Hacker News new | ask | show | jobs
by dmytroi 1981 days ago
Did some research on the topic of high bandwidth/high IOPS file accesses, some of my conclusions could be wrong though, but as I discovered modern NVMe drives need to have some queue pressure on them to perform at advertised speeds, as in hardware level they are essentially just a separate CPU running in background that has command queue(s). They also need to have requests align with flash memory hierarchy to perform at advertised speeds.
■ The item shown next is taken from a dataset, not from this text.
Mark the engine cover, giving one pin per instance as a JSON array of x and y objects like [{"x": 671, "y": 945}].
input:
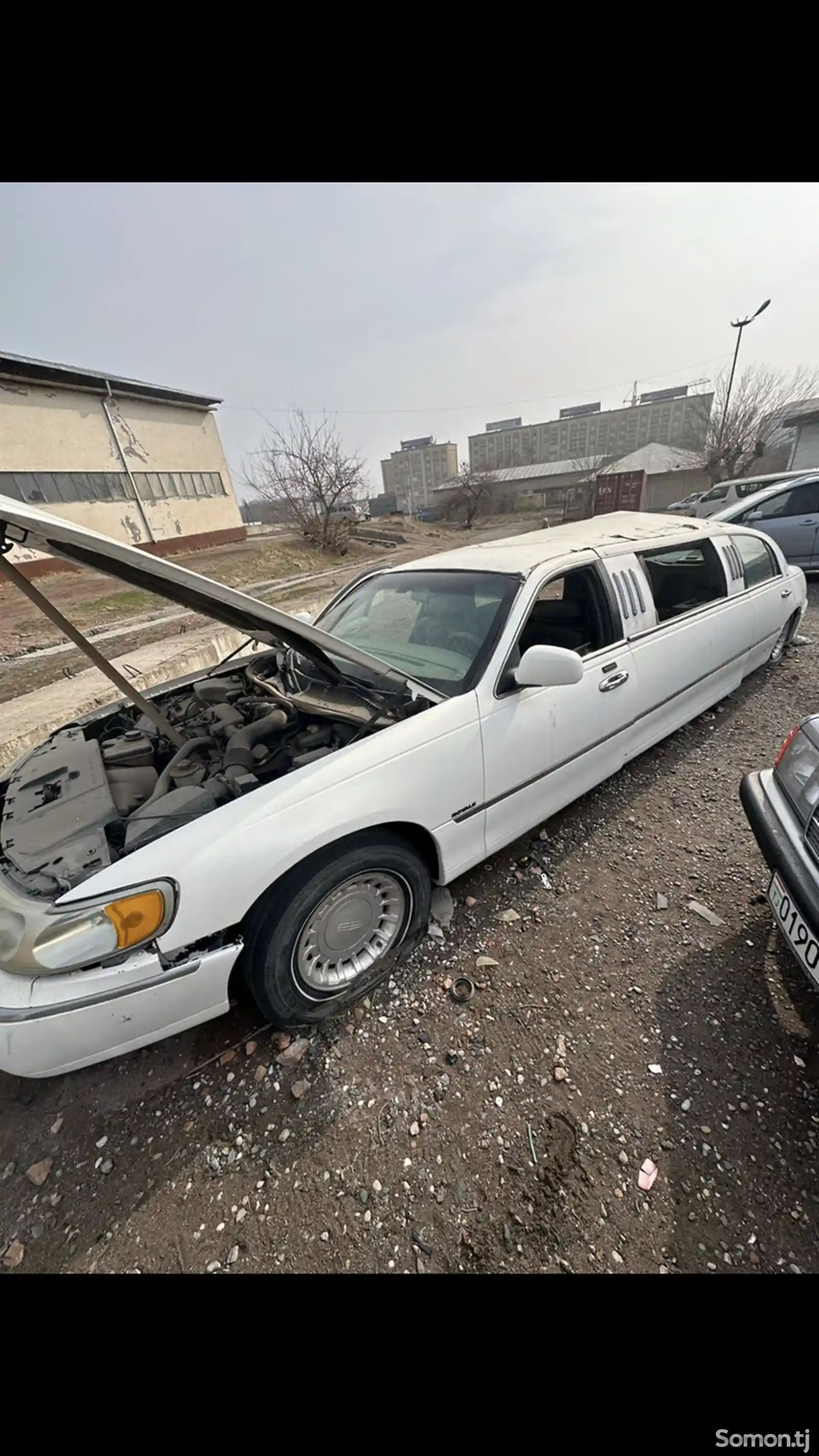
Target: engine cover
[{"x": 57, "y": 806}]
So that's puts a quite finicky limitation on your access patterns: 64-256kb aligned blocks, 8+ accesses in parallel. To see that just try CrystalDiskMark and put queue depth at 1-2, and/or block size on something small, like 4kb, and see how your random speed plummets.

So given the limitations on the access pattern, if you just mmap your file and memcpy the pointer, you'll get like ~1 access request in flight if I understand right. And also as default page size is 4kb, that will be 4kb request size. And then your mmap relies on IRQ's to get completion notifications (instead of polling the device state), somewhat limiting your IOPS. Sure prefetching will help of course, but it is relying on a lot of heuristic machinery to get the correct access pattern, which sometimes fails.

As 7+GB/s drives and 10+Gbe networks become more and more mainstream, the main point where people will realize these requirements are in file copying, for example Windows explorer struggles to copy files at rates 10-25GBe+ simply because how it's file access architecture is designed. And hopefully then we will be better equip to reason about "mmap" vs "read" (really should be pread here to avoid the offset sem in the kernel).

2 comments

Yep, mmap is really bad for performance on modern hardware because you can only fault on one page at a time (per thread), but SSDs require a high queue depth to deliver the advertised throughput. And you can't overcome that limitation by using more threads, because then you spend all your time on context switches. Hence, io_uring.
Can't you just use MAP_POPULATE which asks the system to populate the entire mapped address range, which is kind of like page-faulting on every page simultaneously?
That usually works if you have sufficient RAM, and do plan to touch substantially all of the file, and don't have any tight QoS targets to meet around the time you map the file.
If you're reading sequentially this shouldn't be a problem because the VM system can pick up hints, or you can use madvise.

If you're reading randomly this is true and you want some kind of async I/O or multiple read operation.

mmap is also dangerous because there's no good way to return errors if the I/O fails, like if the file is resized or is on an external drive.

Even if you use madvise() for a large sequential read, the kernel will often restrict its behavior to something suboptimal with respect to performance on modern hardware.
If I read with a huge block size, say 100mb. Will the OS request things in a sane way?
Yeah. Linux will end up splitting the requests down to typically 128kB blocks, but they're submitted to the SSD as a batch rather than one at a time, so there's sufficient work to keep the drive properly busy. But only do this if you actually need all 100MB. If you're randomly accessing only bits and pieces of the file, it's usually better to stick with 4kB requests (or larger if your file format and access patterns make that appropriate).
Typically reviews of drives publish rates at different queue depths, or at least specify the queue depths tested.